Mahaiwe, Great Barrington, MA
June 25, 2022
by Michael J. Moran
Founded in 1972, the Aston Magna Music Festival calls itself “the longest running annual summer festival in America devoted to music performed on period instruments,” that is, “as the composer imagined it.” They opened their 2022 season with an inspired program of two musical stories about the devil’s intervention in human affairs written two centuries apart with contrasting outcomes and very different sound worlds.
The earlier score, Italian composer Alessandro Scarlatti’s 1704 oratorio “Humanita e Lucifero” (“Humanity and the Devil”) for two solo voices and small instrumental ensemble, had the happier ending. Written for a church service in a series of recitatives (sung speeches) and arias, it would have been interrupted by a sermon presenting the moral of the story. The goodness of the newborn Virgin Mary, representing humanity, vanquishes the evil of Lucifer, the Devil.

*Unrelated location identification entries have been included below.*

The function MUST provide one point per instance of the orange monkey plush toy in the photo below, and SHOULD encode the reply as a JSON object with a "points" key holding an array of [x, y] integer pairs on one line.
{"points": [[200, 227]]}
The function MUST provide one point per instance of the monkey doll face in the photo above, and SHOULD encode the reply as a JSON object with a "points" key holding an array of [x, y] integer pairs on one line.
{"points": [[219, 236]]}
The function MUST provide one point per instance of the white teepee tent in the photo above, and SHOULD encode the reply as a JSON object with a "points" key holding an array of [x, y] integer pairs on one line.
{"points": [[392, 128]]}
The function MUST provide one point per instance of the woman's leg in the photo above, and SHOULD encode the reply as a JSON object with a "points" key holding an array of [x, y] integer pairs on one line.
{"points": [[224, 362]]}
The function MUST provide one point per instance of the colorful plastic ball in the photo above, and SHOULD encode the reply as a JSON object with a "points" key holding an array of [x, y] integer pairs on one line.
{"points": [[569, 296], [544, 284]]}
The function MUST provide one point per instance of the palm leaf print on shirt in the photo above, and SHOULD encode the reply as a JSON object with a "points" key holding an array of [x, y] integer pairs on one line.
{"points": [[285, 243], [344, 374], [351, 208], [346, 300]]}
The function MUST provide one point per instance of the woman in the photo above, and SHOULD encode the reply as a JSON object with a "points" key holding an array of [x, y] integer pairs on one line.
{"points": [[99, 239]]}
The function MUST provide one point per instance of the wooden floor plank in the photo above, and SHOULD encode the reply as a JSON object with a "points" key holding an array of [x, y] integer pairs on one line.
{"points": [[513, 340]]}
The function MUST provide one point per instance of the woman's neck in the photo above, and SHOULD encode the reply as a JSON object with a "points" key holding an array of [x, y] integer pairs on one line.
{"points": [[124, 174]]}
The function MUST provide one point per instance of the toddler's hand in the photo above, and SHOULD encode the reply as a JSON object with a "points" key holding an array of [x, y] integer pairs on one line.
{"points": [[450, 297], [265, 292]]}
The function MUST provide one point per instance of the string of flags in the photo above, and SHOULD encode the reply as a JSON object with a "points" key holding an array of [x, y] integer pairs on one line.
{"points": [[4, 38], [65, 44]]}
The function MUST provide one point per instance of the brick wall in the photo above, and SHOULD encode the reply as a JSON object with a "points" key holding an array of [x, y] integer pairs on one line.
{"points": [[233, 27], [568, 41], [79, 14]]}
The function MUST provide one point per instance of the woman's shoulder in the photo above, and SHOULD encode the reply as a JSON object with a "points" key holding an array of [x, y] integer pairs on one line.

Kristen Watson’s clarion soprano found both tenderness and strength in Mary, while Frank Kelley’s florid tenor gave Lucifer a comic swagger that entertainingly foretold his opponent’s victory. Daniel Stepner on violin led the ensemble in a buoyant account, and his “free translation” of the anonymous text (recitatives were sung in English, arias in Italian) was helpfully readable in the dim house lighting.
Igor Stravinsky’s 1918 theater piece “L’Histoire du Soldat” (“The Soldier’s Tale”) is based on a Russian folktale about a soldier who trades his fiddle to the devil (in disguise) for material wealth. Written for three actors, a dancer, and, according to Stepner’s program notes, “a rag-tag village band – a sort of Klezmer ensemble,” Swiss writer C. F. Ramuz’s original French text invites translation for local productions.
Jack Greenberg vividly rendered the soldier’s shifting emotions, David McFerrin was an alluring, sometimes amusing devil, and DeAnna Pellechia gracefully danced her small role as the soldier’s would-be bride. Kelley, who also directed the powerfully minimal staging, was a droll narrator of Stepner’s up-to-the-minute translation, which tartly echoes current US politics. Again, playing violin, the translator drew sharp-edged performances from the musicians.
As should be clear by now, the real star of this show was Stepner, who is also celebrating his 30th year as Aston Magna’s Artistic Director. The next four weekends promise other enticing Aston Magna concerts, including Clara Schumann (June 30-July 2) and Francois Couperin (July 21-23).